The Jenner & Block attorneys challenged Wexford’s policy of “collegial review.” Wexford’s website states the utilization management process is: “a proactive, physician-led process designed to reduce offsite-care costs. Using video and/or telephone conference calls, site clinicians and Wexford Health [m]edical [d]irectors and UM [n]urses confer to review the patient's medical history and determine the most clinically appropriate and financially responsible approaches to inmate health-care issues.”

On Dec. 23, 2015, blood was found in Dean’s urine, but he didn’t get a CT scan until April 10, 2016. Martin argued that delays in receiving treatment, stemming from the collegial review process, allowed for Dean’s kidney cancer to metastasize to his liver.

“The process caused delay with regards to the diagnosis and treatment,” Martin said. “Also, the decisions made were motivated by cost control as opposed to what was medically appropriate.

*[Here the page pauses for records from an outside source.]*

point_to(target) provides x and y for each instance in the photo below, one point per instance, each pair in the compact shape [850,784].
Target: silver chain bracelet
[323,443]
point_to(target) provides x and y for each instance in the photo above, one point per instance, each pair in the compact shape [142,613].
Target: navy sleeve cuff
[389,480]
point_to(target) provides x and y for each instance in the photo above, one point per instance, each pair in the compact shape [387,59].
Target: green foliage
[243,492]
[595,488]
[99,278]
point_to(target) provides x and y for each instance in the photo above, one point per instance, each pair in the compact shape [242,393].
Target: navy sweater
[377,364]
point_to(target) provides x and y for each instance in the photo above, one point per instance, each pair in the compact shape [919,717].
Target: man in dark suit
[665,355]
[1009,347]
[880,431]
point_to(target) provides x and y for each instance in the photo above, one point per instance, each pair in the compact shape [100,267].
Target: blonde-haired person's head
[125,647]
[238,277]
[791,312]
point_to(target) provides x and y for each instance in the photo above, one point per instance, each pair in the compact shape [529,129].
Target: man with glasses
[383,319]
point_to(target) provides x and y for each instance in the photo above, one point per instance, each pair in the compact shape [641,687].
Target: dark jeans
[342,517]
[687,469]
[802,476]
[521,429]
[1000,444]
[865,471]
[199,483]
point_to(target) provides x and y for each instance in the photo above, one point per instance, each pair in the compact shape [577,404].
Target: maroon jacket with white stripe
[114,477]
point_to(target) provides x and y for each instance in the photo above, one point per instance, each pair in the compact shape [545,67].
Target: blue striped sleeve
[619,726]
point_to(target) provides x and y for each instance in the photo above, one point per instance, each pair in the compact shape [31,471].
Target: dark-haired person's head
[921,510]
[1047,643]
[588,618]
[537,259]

“For example, to get a CT scan you have a go get approval, to get a referral to a urologist you have to get approval …. when you look at the delays that are built into that process you would find they contributed, we thought, to the systematic delay in (Dean’s) diagnosis and treatment.

“The conduct we thought, and the jury thought, was deliberately indifferent to him.”

Martin handled the opening and closing statements as well as the adverse examinations of Wexford’s expert witnesses with Pelz. Martin let Strom, Holt and Wackman manage the direct examinations.

Holt, a graduate of Harvard Law School, cross-examined a defendant and direct examinations of the plaintiff’s witnesses. Strom had never participated in a jury trial, according to Martin. He handled the direct examination of Dean and some of expert witnesses. Wackman also did some cross-examination and direct examinations.

“Everyone made a contribution and the associates made very meaningful contributions,” Martin stated.